In Features, Issues

RECORDING THE MOMENT

BY MAX FRIEND

JENN SHAW'S MY FELLOW ORGANIZERS. PHOTO BY: BRAD NORRIS

With no political connections in Chicago, or anywhere for that matter, director Jenn Shaw reached out to the Barack Obama campaign in the hopes of documenting the Obama Organizing Fellows, a unique six-week training program that would “train a new generation of leaders” through community organizing and grassroots canvassing. “I knew no one at the campaign, I‘m not a politico, but I was intrigued by the movement more than Barack himself,” recalls Shaw, who had studied film as an undergrad at NYU‘s Tisch School of the Arts and was heading a music Web site company. “I contacted everyone in Chicago, but no one got back to me,” she says. But suddenly, three weeks before the program began on June 14, she got a call from Kate Albright-Hanna, the director of the program: She could film as a volunteer, with no pay, and she could have the rights to the film if the campaign could use the footage.

Suddenly Shaw was shooting her very first feature, alone, armed with only a 24p Panasonic camera and no crew. Fascinated by a unique tale she would discover was quite common amongst the Obama Fellows: stories of genuine inspiration lived by people who had never been inspired before. She was given the option of shooting in Colorado, Atlanta and Pennsylvania, and ultimately decided upon Pennsylvania due to its breadth of “political history and corruption.” Scraping together money to get by, she spent six months in Pennsylvania covering the program. “It was so hard,” Shaw remembers. “Some days I really was on my last dime. Now that I look back I have no idea how I made it.”

Once in Pennsylvania, she quickly shifted her focus from documenting the suburban area to filming the urban area, including West Philly, as she came to realize “there was nothing at stake [in the suburbs] compared to the urban issues.... For the people in the urban areas, [the election] was a must-win because of issues like healthcare. I remember this moment with one of the organizers named Jonta, who was on the side of the road with a homeless older woman who was saying how her life was over and that Obama would never change things for her. I think that was the moment when I truly understood the urgent need for hope in the community.”

The younger activists in the program quickly became Shaw‘s focus: “For the first two months, there were 150 to 200 fellows. At the six-week point, some got picked to be staff. I settled in with those who got picked. They worked more than 12 hours a day, listening, watching, taking notes, getting people registered, canvassing, knocking on people‘s doors, trying to persuade.... Thirty days before voting, they were trained on how to talk to people about the issues.” While the young fellows almost immediately became comfortable with Shaw‘s presence, she could never avoid the tension of those “moments that aren‘t positive, like when people got fired for not meeting requirements.”
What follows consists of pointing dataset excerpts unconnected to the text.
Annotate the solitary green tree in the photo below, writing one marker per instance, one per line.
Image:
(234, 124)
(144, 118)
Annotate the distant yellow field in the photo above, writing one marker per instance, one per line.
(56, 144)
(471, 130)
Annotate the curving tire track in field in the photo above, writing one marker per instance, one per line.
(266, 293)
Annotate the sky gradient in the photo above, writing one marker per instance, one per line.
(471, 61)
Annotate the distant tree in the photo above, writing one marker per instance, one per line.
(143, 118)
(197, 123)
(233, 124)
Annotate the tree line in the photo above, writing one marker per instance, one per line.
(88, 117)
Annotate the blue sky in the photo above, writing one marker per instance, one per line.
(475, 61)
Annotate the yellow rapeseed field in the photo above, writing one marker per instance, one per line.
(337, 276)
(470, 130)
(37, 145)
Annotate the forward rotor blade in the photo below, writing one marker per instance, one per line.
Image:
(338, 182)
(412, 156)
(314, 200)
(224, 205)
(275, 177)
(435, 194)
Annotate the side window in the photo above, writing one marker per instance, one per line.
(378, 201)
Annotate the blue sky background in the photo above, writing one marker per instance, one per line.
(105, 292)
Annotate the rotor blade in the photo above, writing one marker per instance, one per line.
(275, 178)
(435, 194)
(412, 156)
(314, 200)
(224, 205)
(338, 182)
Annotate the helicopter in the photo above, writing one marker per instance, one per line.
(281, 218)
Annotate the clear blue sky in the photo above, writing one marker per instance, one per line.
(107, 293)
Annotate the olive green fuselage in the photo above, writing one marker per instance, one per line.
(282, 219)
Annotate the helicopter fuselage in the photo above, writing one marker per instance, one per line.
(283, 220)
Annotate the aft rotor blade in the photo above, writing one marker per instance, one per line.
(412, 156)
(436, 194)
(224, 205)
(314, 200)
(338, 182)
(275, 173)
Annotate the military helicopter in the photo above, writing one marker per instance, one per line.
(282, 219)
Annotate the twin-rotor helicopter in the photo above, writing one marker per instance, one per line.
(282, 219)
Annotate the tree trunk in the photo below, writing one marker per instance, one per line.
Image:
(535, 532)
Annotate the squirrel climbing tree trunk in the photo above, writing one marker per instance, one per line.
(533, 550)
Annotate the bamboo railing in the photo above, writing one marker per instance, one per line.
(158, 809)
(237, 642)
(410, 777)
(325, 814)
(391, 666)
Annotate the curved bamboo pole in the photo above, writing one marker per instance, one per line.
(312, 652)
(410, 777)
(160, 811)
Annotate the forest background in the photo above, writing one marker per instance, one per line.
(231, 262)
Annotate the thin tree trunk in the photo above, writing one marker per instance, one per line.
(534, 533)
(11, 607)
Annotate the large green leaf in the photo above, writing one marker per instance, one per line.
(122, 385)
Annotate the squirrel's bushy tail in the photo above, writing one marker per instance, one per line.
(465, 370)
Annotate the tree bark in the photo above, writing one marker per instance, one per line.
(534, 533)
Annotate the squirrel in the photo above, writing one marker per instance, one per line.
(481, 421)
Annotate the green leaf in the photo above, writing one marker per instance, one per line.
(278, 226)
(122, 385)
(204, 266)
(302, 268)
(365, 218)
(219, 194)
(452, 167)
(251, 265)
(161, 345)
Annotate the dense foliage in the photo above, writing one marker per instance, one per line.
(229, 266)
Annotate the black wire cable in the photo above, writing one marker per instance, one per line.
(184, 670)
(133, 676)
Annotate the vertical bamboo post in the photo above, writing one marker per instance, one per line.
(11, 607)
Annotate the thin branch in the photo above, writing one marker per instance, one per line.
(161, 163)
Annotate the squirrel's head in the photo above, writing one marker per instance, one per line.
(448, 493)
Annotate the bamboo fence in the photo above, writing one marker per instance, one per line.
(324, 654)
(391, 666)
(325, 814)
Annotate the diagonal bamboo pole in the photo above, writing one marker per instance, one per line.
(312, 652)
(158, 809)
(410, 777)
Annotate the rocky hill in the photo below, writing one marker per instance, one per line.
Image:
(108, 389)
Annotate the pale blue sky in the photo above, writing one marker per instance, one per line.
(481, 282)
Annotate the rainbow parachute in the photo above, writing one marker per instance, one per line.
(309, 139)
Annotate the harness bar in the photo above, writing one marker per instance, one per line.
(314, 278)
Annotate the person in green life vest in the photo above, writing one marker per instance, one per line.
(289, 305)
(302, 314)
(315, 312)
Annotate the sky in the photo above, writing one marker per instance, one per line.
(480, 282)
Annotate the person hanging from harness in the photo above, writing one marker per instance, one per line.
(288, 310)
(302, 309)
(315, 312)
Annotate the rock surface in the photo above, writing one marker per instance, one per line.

The film, tentatively titled, My Fellow Organizers, is ultimately about these young fellows, not the now President-Elect. Distinct from Amy Rice and Alicia Sams‘s upcoming untitled Obama documentary, which was recently acquired by HBO and presents a more comprehensive overview of Barack Obama‘s rise to the presidency, Shaw‘s gaze remains riveted on the young Obama activists that fought for him on the ground. “I learned a lot about people and — it‘s cliché — how fortunate we are. The generation that everyone thought was lost and that didn‘t care? I met so many people who made that not true at all. It is their experiences, their goofy or gossipy or serious personalities, their ups and downs, their honesty that sets the tone for this film.”

After shooting Obama‘s inauguration, Shaw hopes to wrap up the final cut of the movie by May 2009 and hold screenings of the film through a university tour. She hopes to instill in the college-age generation the understanding that “volunteering is hard and is needed, and that we really need to build a structure where communities can build neighbor to neighbor networks to be aware of the issues they face.” With no political connections or film crew or films to her credit or funding, Jenn Shaw embarked on her documentary with the same question Barack Obama may have asked himself at the beginning of his campaign: “Why not...and why not me?”